National Basketball Association v. Motorola, Inc.
United States Court of Appeals for the Second Circuit
105 F.3d 841 (2d Cir. 1997)
Motorola, together with Sports Team Analysis and Tracking Systems (STATS) (defendants), developed the SportsTrax pager, which transmitted real-time statistical updates on in-progress professional basketball games administered by the NBA (plaintiff); after licensing talks over expanding SportsTrax into basketball fell through, Motorola and STATS generated and transmitted NBA statistics themselves without a license for the 1995-96 season, prompting the NBA to sue for violations of federal copyright and trademark law as well as New York's common-law misappropriation doctrine.

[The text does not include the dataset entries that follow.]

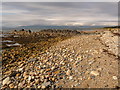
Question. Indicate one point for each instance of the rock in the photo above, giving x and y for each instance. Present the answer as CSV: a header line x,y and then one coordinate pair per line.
x,y
71,77
17,74
20,69
45,84
79,57
11,85
68,72
6,81
115,77
95,73
37,81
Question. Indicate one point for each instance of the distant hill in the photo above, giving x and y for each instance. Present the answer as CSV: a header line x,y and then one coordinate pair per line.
x,y
50,27
113,27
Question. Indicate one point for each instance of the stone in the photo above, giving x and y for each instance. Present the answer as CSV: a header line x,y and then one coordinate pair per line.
x,y
11,85
95,73
6,81
79,57
71,77
45,84
20,69
68,72
115,77
37,81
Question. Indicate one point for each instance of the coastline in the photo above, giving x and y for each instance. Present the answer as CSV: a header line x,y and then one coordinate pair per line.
x,y
54,58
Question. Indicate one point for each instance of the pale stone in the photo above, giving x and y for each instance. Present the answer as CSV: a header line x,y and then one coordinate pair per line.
x,y
6,81
115,77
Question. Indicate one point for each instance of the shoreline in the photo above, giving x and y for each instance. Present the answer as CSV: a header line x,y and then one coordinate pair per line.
x,y
56,57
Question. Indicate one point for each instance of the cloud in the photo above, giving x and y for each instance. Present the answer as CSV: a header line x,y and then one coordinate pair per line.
x,y
59,13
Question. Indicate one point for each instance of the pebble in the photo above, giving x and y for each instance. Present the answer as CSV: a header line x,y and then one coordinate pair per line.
x,y
68,72
71,77
45,84
95,73
11,85
115,77
6,81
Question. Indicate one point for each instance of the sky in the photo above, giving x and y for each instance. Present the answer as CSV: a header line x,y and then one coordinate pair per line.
x,y
59,13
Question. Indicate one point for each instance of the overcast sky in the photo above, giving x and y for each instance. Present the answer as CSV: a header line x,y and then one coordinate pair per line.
x,y
59,13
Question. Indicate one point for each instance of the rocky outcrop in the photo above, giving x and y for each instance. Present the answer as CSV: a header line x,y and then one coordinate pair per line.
x,y
111,40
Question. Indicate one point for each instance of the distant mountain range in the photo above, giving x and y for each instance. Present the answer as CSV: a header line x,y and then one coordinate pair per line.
x,y
33,27
50,27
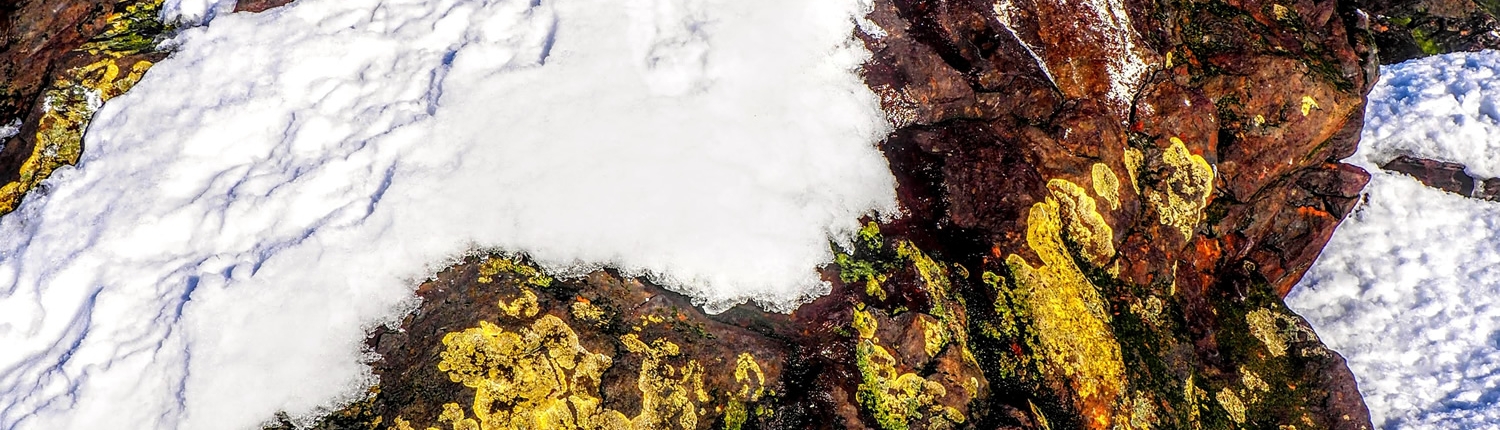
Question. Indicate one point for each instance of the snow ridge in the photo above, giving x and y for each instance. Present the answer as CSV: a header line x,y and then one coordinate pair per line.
x,y
285,179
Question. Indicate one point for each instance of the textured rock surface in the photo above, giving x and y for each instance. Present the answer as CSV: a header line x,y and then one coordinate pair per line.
x,y
1449,177
59,60
1106,203
1407,30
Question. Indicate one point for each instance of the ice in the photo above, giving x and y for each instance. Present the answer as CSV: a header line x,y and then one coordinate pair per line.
x,y
285,179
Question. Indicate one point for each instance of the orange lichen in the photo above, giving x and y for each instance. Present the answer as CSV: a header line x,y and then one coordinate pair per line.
x,y
1067,312
1184,192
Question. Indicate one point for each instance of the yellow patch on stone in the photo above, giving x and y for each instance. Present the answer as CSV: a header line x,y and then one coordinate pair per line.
x,y
1106,185
1253,381
548,379
542,378
1184,194
587,312
933,336
1067,310
524,306
530,276
1233,405
68,108
1263,325
1133,159
1281,12
666,393
1308,104
1085,225
896,399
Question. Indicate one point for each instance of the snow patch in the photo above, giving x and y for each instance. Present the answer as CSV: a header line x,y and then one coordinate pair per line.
x,y
284,180
1409,286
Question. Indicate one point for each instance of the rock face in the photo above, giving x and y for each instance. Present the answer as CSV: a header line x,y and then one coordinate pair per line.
x,y
1407,30
59,60
1106,203
1449,177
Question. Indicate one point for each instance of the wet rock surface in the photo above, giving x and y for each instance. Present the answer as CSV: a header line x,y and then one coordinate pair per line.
x,y
1449,177
1101,220
1104,204
1407,30
59,60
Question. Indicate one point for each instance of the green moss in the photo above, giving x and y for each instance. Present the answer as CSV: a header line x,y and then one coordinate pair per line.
x,y
1425,42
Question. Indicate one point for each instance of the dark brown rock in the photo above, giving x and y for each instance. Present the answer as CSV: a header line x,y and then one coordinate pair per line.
x,y
1445,176
1407,30
255,6
1106,204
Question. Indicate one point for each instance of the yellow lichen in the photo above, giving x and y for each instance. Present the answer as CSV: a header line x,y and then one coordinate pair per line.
x,y
1068,315
587,312
669,394
1281,12
1142,414
1184,192
896,399
530,276
933,336
1233,405
863,322
1133,159
1085,225
1106,185
540,375
1263,325
1253,381
1308,104
68,108
524,306
744,367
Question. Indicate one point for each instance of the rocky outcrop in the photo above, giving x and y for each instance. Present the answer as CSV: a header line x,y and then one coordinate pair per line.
x,y
59,62
1407,30
1449,177
1106,203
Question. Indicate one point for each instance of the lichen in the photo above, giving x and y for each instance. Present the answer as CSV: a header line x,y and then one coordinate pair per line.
x,y
1263,325
1184,192
524,306
897,400
1106,185
1308,104
1071,325
530,276
1085,225
669,394
71,101
66,110
587,312
539,375
1133,159
1233,405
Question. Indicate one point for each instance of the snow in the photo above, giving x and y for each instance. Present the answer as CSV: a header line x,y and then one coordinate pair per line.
x,y
1409,286
285,179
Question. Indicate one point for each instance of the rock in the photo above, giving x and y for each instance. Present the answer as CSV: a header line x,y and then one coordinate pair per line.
x,y
1449,177
1407,30
255,6
57,56
1106,204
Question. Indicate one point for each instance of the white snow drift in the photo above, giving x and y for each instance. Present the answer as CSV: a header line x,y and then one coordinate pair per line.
x,y
1409,288
285,179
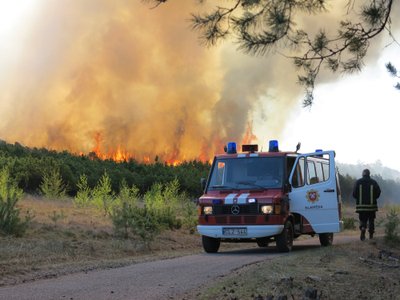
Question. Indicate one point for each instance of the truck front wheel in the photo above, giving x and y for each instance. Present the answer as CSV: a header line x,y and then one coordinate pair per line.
x,y
326,239
210,245
284,241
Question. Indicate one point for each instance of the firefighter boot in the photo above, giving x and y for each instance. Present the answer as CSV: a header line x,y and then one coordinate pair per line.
x,y
362,235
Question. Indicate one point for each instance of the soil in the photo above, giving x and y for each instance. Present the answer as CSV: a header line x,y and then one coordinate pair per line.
x,y
359,270
63,240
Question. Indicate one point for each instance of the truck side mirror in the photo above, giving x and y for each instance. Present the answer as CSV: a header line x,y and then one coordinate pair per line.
x,y
203,183
287,187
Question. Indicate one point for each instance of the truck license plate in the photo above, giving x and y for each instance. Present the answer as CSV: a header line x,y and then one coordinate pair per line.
x,y
234,231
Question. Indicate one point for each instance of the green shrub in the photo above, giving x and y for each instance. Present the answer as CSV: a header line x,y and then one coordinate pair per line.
x,y
52,186
349,223
55,216
102,195
83,195
139,221
392,226
189,210
163,202
127,195
10,194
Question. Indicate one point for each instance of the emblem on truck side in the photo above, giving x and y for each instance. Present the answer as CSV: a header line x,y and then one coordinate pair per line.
x,y
312,196
235,209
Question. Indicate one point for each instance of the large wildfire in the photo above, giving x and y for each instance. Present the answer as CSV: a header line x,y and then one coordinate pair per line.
x,y
123,81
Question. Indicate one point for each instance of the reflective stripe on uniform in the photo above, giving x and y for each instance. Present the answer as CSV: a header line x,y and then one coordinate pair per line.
x,y
371,192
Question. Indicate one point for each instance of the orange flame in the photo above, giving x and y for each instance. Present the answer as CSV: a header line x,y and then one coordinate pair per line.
x,y
249,137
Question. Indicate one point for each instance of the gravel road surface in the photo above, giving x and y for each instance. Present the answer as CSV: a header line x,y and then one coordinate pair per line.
x,y
163,279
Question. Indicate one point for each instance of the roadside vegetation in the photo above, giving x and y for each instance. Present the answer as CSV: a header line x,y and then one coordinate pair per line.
x,y
61,213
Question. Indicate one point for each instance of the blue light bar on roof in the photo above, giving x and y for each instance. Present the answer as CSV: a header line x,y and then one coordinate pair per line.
x,y
231,148
273,146
319,150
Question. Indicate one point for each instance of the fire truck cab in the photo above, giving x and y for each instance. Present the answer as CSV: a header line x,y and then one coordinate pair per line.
x,y
268,197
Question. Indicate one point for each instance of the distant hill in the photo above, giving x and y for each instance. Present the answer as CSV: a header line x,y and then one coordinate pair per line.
x,y
376,168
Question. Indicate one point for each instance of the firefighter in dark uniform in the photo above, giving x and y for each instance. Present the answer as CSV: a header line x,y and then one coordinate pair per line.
x,y
366,191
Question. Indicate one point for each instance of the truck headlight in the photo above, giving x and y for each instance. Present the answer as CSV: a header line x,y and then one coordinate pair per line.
x,y
207,210
267,209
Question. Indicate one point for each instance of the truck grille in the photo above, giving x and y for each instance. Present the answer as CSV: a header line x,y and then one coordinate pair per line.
x,y
246,209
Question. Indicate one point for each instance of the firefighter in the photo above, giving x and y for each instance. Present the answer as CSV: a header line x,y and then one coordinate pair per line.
x,y
366,191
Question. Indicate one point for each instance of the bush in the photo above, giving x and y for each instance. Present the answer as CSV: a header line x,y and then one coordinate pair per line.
x,y
189,215
83,195
52,185
127,195
163,202
103,195
10,221
392,225
140,221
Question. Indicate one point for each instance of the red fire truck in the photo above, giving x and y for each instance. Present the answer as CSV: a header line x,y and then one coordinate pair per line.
x,y
268,197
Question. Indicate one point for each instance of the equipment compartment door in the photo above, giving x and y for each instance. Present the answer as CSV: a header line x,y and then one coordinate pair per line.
x,y
314,193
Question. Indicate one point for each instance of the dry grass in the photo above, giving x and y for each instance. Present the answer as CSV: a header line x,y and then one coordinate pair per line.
x,y
355,271
64,239
360,270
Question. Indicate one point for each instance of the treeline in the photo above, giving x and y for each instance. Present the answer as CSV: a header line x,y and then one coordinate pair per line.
x,y
28,166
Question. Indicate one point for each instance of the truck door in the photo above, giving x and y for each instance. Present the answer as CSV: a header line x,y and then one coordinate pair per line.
x,y
314,193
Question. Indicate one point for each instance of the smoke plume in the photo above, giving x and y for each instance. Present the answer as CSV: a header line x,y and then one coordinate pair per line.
x,y
107,76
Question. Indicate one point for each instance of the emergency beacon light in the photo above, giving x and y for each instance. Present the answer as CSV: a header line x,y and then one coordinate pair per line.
x,y
273,146
249,148
231,148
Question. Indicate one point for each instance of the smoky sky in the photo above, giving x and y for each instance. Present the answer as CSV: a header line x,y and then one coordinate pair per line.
x,y
138,78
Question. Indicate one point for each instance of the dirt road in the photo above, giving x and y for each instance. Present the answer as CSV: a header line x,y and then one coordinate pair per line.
x,y
164,279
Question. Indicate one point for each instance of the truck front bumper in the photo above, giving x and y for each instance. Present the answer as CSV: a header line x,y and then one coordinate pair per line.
x,y
253,231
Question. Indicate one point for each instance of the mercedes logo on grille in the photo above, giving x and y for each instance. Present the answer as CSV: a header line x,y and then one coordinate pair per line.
x,y
235,209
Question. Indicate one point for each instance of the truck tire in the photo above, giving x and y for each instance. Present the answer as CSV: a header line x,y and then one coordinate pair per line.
x,y
210,245
262,242
284,241
326,239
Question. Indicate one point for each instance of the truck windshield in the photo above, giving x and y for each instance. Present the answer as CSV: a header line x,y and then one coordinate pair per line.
x,y
247,173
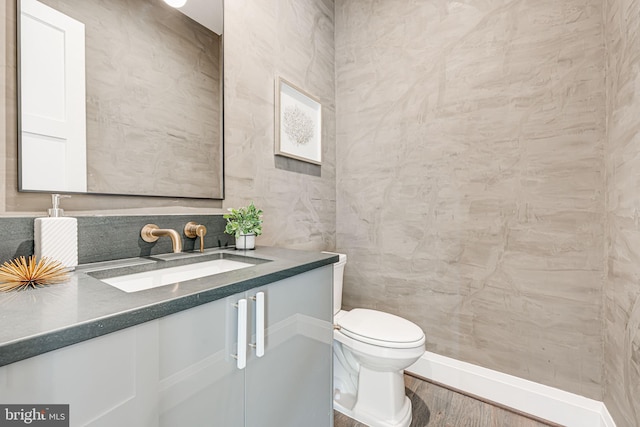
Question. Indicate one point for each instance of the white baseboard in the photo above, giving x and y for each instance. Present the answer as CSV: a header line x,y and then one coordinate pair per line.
x,y
539,400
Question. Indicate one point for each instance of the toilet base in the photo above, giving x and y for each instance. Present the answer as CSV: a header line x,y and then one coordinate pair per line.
x,y
368,419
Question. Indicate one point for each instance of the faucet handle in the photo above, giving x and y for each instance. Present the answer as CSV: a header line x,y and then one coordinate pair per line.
x,y
193,230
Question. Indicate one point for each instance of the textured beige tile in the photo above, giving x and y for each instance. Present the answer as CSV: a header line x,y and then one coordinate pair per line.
x,y
470,177
622,296
264,40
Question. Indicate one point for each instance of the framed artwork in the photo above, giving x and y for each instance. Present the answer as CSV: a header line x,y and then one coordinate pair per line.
x,y
298,123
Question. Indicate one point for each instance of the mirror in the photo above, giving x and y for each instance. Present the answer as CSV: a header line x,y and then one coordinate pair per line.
x,y
121,97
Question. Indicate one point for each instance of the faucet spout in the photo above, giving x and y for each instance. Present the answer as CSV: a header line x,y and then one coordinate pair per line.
x,y
151,232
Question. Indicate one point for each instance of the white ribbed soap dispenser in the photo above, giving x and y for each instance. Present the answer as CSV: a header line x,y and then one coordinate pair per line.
x,y
56,236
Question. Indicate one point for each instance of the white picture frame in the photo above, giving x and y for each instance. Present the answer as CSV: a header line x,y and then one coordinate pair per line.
x,y
298,123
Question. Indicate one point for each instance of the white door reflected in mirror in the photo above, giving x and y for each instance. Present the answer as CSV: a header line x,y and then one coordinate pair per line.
x,y
53,119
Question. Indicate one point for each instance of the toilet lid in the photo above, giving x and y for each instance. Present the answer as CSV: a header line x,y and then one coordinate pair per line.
x,y
379,328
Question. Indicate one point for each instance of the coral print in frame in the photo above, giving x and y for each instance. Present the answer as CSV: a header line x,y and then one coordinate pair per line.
x,y
298,123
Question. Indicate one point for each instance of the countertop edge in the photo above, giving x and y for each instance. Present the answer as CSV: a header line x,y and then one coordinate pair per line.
x,y
34,345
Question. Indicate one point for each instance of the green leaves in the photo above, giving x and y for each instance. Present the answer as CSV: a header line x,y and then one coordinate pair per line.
x,y
244,220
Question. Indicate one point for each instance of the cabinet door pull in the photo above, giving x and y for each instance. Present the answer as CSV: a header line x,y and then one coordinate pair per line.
x,y
241,356
260,324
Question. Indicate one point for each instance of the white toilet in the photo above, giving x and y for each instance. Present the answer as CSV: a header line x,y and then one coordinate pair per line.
x,y
371,349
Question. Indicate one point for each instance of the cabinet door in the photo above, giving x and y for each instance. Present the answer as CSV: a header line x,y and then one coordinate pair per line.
x,y
290,386
200,384
106,381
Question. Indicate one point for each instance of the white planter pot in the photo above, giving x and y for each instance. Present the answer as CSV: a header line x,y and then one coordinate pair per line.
x,y
246,241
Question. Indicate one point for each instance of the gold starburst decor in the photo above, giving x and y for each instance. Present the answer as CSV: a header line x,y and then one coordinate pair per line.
x,y
21,274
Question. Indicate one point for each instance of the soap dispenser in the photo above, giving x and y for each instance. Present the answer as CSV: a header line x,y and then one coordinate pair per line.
x,y
56,236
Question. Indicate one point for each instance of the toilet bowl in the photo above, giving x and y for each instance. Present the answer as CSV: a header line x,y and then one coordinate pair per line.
x,y
371,349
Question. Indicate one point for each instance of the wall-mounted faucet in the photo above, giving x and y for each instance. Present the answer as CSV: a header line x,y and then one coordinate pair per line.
x,y
193,230
151,232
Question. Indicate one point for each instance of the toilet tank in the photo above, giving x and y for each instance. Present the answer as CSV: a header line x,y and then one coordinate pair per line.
x,y
338,273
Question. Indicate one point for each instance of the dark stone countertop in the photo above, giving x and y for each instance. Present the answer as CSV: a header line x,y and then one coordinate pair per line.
x,y
36,321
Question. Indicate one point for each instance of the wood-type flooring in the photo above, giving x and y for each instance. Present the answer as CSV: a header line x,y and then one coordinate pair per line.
x,y
437,406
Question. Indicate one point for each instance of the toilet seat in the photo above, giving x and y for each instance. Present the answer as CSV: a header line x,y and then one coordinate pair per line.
x,y
380,329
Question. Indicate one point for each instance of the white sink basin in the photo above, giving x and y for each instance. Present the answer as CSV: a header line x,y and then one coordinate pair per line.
x,y
166,276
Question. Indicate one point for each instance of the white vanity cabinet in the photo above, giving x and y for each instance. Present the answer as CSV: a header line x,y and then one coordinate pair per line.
x,y
179,370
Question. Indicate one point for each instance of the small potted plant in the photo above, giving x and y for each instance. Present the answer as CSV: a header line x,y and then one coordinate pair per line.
x,y
245,223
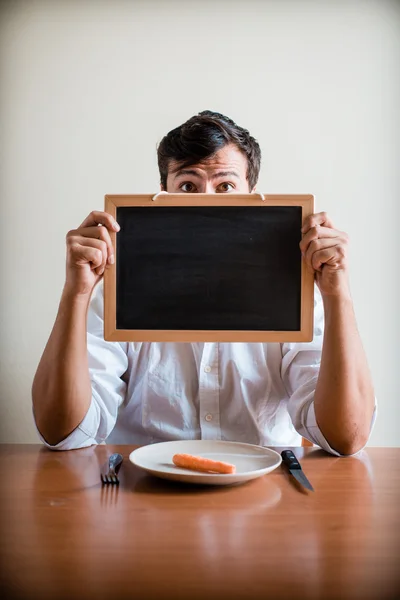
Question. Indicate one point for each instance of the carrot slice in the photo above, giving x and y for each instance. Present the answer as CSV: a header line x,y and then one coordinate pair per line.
x,y
205,465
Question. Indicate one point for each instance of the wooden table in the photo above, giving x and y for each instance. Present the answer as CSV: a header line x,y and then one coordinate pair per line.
x,y
63,536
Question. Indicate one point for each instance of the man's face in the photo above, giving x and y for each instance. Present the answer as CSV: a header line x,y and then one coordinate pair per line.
x,y
224,173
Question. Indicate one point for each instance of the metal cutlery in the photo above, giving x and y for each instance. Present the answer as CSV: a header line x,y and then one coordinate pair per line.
x,y
109,472
295,469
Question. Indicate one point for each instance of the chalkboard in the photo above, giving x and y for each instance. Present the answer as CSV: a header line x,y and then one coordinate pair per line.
x,y
194,267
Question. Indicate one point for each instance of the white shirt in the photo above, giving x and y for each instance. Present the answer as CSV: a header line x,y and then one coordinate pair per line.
x,y
151,392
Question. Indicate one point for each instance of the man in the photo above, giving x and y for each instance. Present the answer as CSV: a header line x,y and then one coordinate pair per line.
x,y
87,391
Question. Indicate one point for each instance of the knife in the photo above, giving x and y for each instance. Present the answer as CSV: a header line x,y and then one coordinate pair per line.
x,y
294,467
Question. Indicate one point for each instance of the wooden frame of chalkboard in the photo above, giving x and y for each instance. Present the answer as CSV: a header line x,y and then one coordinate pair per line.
x,y
208,268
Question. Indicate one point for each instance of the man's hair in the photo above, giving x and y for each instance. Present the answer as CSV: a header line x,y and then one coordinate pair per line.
x,y
200,138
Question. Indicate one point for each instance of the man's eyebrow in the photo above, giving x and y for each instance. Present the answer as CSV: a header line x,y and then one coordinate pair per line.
x,y
215,176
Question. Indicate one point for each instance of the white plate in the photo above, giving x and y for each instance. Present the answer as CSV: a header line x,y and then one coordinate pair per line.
x,y
250,461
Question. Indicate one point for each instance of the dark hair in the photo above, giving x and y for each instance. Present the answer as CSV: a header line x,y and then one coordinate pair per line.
x,y
200,138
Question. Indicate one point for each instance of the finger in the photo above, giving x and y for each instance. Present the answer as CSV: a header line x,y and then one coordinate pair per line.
x,y
83,254
317,219
318,232
92,243
317,246
100,218
100,233
327,256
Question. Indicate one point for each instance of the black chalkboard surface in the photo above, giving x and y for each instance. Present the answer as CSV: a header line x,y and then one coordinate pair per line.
x,y
208,268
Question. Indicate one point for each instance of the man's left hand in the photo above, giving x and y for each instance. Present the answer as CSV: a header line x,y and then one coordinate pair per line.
x,y
325,251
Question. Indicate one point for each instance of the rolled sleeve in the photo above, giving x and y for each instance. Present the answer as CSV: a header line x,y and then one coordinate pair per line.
x,y
300,371
108,362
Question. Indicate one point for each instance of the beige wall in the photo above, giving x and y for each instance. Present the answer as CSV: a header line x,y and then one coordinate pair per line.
x,y
88,88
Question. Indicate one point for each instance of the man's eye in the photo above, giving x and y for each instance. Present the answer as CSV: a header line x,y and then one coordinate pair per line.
x,y
226,187
187,187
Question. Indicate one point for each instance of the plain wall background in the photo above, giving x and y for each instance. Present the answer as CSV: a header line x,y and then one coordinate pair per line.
x,y
88,88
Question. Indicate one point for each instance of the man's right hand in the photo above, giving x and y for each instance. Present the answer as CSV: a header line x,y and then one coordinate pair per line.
x,y
89,252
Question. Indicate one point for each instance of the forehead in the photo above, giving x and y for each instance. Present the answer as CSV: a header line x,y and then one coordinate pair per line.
x,y
229,158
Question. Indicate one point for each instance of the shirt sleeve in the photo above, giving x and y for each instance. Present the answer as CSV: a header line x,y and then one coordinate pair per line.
x,y
108,361
300,370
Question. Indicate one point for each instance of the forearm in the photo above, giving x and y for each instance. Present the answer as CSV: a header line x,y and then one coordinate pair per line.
x,y
344,396
61,391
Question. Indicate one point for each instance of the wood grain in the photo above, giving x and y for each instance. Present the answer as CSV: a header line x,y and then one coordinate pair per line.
x,y
111,333
65,536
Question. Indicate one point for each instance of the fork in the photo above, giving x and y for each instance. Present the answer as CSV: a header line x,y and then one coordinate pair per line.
x,y
109,470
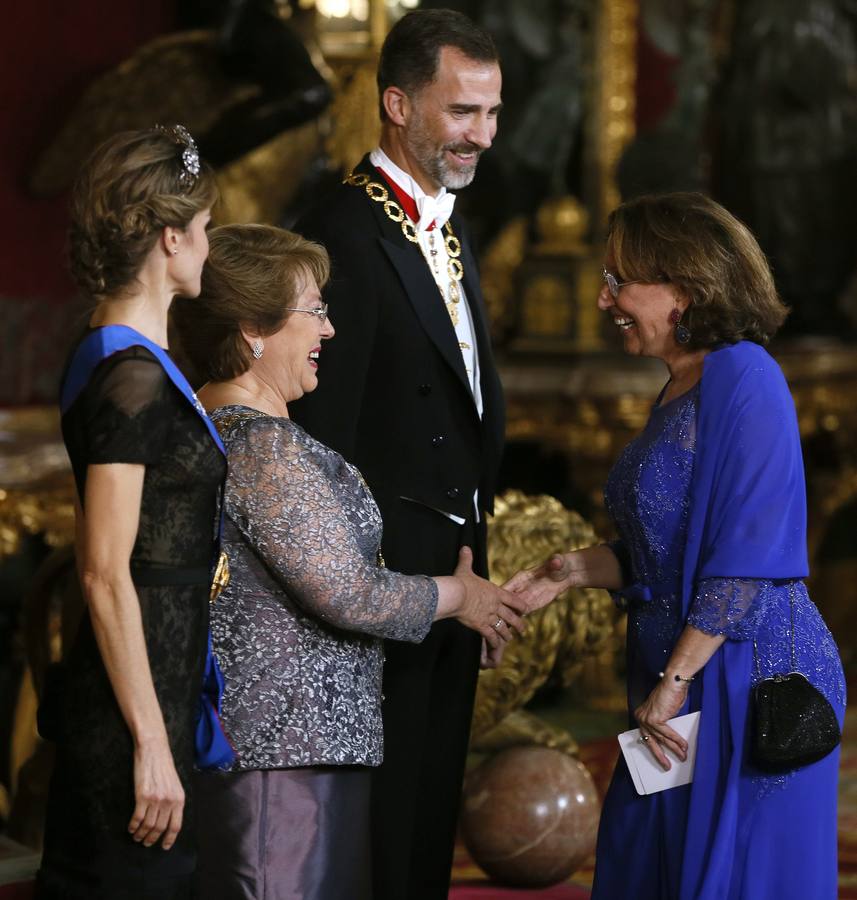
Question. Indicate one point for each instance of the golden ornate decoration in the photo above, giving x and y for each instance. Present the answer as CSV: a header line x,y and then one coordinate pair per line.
x,y
613,102
578,624
220,579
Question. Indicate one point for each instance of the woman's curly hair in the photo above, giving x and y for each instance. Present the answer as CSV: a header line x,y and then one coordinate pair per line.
x,y
688,240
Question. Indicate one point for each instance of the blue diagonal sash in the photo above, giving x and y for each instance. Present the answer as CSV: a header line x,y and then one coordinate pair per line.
x,y
212,747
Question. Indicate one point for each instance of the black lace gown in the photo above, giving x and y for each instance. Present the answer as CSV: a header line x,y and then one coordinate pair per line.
x,y
130,412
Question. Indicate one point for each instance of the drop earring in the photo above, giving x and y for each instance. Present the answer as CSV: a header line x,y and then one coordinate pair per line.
x,y
682,334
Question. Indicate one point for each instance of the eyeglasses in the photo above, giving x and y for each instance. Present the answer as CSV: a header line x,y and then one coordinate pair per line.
x,y
612,284
320,313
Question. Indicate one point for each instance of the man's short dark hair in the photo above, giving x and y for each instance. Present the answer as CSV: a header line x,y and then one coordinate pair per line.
x,y
409,57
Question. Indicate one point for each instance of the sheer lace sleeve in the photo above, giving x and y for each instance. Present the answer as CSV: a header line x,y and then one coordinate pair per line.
x,y
294,516
729,606
129,409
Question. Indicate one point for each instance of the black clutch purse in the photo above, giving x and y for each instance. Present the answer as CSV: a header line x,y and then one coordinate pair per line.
x,y
793,723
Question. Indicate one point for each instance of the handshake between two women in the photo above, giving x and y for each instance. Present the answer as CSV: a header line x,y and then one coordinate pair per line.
x,y
498,612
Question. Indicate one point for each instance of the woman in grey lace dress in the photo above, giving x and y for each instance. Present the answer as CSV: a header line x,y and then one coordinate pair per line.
x,y
298,630
710,505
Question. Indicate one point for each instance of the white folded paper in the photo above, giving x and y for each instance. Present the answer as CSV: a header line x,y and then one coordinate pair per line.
x,y
648,774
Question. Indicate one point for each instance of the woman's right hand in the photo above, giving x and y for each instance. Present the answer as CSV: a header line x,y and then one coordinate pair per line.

The district court ruled for the NBA on the state misappropriation claim (finding it not preempted by the Copyright Act and that the defendants had engaged in unlawful misappropriation under New York law) and enjoined the defendants from transmitting NBA statistical data, and the defendants appealed. NOTE: the source document presented this case twice under two related Rule of Law framings addressing (1) whether narrow 'hot news' claims survive Copyright Act preemption at all, and (2) the general preemption test applicable to state misappropriation claims; the two framings, sharing an identical citation, court, year, and judge, are merged into this single, comprehensive entry.